Volkan Dalkılıç: Peter Jackson, Yüzüklerin Efendisi gibi uzun saatler süren bir üçlemeden sonra aynı dünyadan yepyeni ve güzel bir frekans yakalamayı başarmış.


Yiğit Değer Bengi: Şunu unutmamamız gerekiyor ki Hobbit Tolkien’in ilk yazdığı roman. Büyük ihtimalle bunu kaleme alırken Yüzüklerin Efendisi de aklında yoktu. Bunu yansıtması açısından ve üçlemeye yapılan göndermeler bakımından filmi başarılı buluyorum. Özellikle Rivendell’deki sahneleri…


Hobbit’te aradığınızı buldunuz mu?


H.Ç.Ö: Evet, özlediğim karakterleri karşımda görmek, filmin içine girmek istiyordum. Bunu başarmışlar. Aynı dünyada geçmesine rağmen aynı şeyi izlemiş hissi yaratmadı bence.


B.M: Beklentim üç saat boyunca bana iyi vakit geçirtmesi, alıp götürmesiydi. Edebiyat eserleri filme uyarlanırken sadık kalınması konusunda o kadar takıntılı değilim. Eğer ortaya güzel bir şey çıkarabilecekse oynamalar yapılabilir. Sadece bu oynamalar yapılırken karakterler biraz daha derinleştirilse, aksiyonun dozajı öykünün içine yayılsa daha iyi olabilirdi. Ama bu bütünün güzelliğini bozmuyor. Kartalların uçuşunu seyrederken, Elflerin diyarında gezinirken daha farklı, renkli bir dünyada keşif yapma hissini aldım. Yalnız koşuşturmaca yüzünden şehirleri, Elflerin, cücelerin krallığını çok fazla gezemedik. Sanatsal görselliği çok güzel tutturmuş. Yüzüklerin Efendisi’nden aşağıda değil hatta bazı sahneler daha masalsı, şiirsel...

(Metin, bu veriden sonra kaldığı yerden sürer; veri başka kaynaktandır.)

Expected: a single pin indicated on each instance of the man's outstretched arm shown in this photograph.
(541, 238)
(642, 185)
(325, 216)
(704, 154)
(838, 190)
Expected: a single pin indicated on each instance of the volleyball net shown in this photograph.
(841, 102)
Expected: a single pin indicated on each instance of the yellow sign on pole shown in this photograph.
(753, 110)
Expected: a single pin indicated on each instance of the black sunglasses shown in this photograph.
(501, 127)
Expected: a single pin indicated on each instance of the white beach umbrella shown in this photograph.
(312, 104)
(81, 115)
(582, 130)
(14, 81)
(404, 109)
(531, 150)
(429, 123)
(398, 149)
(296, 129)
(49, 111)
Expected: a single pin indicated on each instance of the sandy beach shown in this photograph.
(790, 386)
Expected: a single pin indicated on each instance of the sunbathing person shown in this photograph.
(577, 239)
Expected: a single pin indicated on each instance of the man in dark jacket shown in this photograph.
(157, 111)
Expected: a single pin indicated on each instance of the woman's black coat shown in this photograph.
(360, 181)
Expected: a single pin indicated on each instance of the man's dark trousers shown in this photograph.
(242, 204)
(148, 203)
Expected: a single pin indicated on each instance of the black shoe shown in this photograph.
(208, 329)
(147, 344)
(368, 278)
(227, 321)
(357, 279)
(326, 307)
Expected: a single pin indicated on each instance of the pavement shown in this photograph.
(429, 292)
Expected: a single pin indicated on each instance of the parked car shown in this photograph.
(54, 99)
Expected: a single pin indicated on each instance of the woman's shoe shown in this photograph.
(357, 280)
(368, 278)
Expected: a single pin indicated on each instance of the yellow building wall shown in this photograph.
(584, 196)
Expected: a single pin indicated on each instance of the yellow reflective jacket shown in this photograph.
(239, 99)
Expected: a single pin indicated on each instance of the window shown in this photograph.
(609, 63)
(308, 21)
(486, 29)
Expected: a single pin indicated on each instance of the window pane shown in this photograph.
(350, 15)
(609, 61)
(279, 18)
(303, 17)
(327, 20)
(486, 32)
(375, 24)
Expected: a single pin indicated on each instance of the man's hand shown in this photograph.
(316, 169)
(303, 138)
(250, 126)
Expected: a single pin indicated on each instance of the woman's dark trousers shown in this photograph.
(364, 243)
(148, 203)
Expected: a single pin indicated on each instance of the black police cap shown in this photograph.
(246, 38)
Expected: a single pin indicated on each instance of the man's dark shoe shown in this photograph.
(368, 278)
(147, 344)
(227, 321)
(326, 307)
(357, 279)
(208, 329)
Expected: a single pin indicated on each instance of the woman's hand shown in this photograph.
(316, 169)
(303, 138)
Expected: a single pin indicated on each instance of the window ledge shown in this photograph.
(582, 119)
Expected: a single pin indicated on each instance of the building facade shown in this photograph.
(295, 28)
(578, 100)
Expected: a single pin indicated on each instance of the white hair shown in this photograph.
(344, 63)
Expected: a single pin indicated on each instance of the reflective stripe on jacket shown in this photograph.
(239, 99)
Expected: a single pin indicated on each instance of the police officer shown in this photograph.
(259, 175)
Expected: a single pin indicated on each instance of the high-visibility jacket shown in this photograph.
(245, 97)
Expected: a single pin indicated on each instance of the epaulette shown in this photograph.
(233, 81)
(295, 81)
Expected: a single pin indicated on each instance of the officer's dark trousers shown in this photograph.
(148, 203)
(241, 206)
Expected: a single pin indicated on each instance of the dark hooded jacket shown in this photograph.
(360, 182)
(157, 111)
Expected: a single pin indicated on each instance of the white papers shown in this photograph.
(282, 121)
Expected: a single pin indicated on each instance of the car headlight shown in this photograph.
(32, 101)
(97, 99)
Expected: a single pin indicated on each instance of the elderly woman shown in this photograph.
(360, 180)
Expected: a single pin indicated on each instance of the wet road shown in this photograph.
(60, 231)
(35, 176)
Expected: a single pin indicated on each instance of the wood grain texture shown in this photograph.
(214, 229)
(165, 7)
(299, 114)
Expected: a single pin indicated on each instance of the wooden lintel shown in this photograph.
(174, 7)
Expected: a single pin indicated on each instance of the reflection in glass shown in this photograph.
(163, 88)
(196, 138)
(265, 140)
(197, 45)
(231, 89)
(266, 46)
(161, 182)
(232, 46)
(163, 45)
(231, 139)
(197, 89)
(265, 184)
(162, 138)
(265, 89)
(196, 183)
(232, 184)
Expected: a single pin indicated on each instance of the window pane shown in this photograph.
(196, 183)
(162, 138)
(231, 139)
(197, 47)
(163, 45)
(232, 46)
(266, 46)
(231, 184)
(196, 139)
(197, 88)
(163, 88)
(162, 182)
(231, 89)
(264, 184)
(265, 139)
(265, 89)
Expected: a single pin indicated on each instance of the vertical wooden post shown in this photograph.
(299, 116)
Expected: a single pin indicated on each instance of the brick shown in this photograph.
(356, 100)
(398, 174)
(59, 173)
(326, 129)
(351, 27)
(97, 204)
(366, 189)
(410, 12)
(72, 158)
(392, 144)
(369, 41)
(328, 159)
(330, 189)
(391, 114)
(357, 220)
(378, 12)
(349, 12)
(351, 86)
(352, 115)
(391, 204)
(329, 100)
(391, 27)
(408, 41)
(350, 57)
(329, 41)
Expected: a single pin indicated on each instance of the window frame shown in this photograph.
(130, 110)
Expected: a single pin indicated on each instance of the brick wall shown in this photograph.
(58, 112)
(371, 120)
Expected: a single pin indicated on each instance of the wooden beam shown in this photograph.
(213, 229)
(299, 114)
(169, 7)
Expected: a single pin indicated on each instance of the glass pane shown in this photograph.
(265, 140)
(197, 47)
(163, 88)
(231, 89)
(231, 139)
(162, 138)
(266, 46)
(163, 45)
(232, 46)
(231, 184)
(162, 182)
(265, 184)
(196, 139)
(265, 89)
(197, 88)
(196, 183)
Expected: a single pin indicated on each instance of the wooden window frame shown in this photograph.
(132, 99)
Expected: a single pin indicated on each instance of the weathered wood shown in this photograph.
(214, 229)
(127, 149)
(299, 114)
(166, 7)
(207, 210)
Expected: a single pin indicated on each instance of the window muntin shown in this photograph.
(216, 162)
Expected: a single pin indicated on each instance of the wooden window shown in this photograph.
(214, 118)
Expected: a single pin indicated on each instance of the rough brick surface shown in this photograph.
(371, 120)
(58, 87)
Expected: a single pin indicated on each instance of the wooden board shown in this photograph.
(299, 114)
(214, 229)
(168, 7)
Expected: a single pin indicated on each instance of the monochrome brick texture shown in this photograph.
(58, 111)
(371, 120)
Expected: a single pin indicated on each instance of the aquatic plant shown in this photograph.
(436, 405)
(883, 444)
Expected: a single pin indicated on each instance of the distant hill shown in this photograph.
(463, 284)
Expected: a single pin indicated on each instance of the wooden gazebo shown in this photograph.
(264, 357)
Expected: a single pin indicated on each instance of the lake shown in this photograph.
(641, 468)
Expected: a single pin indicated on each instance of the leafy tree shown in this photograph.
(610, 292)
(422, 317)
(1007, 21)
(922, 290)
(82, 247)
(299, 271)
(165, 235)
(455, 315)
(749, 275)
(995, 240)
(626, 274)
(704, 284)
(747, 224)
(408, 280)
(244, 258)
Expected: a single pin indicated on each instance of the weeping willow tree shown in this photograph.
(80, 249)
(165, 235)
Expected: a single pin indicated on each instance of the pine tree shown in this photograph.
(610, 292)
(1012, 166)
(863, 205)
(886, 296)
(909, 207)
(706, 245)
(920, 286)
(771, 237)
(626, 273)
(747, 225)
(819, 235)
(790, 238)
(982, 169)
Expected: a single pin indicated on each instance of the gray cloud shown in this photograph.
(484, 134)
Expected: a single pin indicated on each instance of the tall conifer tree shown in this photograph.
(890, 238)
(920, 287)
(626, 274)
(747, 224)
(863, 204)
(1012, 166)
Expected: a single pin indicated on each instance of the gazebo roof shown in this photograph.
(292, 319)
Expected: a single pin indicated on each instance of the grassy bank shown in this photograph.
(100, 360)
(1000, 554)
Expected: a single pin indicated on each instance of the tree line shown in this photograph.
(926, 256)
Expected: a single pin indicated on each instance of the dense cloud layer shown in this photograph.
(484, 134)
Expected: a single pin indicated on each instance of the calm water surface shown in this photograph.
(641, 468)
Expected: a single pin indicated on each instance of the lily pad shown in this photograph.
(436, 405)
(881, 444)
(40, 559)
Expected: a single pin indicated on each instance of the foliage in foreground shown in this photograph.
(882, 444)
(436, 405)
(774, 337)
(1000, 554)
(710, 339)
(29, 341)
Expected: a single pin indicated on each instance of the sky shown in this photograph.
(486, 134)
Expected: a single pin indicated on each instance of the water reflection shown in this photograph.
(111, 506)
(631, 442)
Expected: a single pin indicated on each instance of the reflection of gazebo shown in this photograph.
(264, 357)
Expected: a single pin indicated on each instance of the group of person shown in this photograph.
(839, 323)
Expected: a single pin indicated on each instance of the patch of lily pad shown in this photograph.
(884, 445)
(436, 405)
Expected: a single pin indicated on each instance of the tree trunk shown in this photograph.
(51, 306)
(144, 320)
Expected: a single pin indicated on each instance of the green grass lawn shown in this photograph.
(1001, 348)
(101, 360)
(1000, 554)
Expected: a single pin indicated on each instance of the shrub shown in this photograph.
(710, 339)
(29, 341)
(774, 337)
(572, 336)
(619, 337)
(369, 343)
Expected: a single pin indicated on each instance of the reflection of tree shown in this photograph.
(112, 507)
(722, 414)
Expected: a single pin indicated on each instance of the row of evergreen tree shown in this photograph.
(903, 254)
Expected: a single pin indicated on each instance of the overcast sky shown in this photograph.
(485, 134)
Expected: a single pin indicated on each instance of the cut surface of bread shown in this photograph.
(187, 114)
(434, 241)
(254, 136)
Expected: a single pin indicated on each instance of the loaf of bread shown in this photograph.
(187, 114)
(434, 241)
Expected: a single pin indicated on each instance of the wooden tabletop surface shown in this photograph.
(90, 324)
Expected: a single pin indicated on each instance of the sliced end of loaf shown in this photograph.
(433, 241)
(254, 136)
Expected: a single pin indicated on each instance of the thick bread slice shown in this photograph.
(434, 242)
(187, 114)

D.Y: Bilbo Baggins hem Baggins hem de Took ailesinden gelir. Took ailesi daha cesurdur, diğer Hobbitlerin geleneksel yaşamına karşı gelmiş, farklı şeyler yapmıştır. Bagginsler ise gelenekselcidir, risk almazlar. Hobbit romanında Bilbo başlangıçta maceraya katılmak için ikna olmaz. Macera sırasında gelgitler yaşar, ev özlemi çeker. Bunlar filmde biraz lafta kalıyordu. Bilbo’nun kararsızlığını daha iyi vermeleri gerekiyordu. Çünkü bence Hobbit’in asıl meselesi, asıl eleştirisi de o. Modern insanın artık risk almadan tamamen konformist hayata boyun eğmesine karşı bir duruşu var Hobbit’in. Hatta Tolkien’in edebiyatta yaptığı da gelenekselciliğe karşı bir duruş… Yüzüklerin Efendisi çekildiğinde Tolkien Vakfı filmi resmi olarak onaylamadı. Bu yüzden onlara çok kızmıştım çünkü Peter Jackson’ın çok cesur ve büyük bir iş başardığını düşünmüştüm. Gerek üç filmi aynı anda çekmesi, 12 saate yayılan bir çalışma ortaya koyması, bütün endüstriye karşı savaşarak Yüzüklerin Efendisi’ni başlatmış olması çok büyük bir şeydi. Ancak bu filmi onaylamazlarsa çok doğal karşılarım çünkü bazı noktalarda Tolkien’in vurguladığı şeyleri ıskalamışlar.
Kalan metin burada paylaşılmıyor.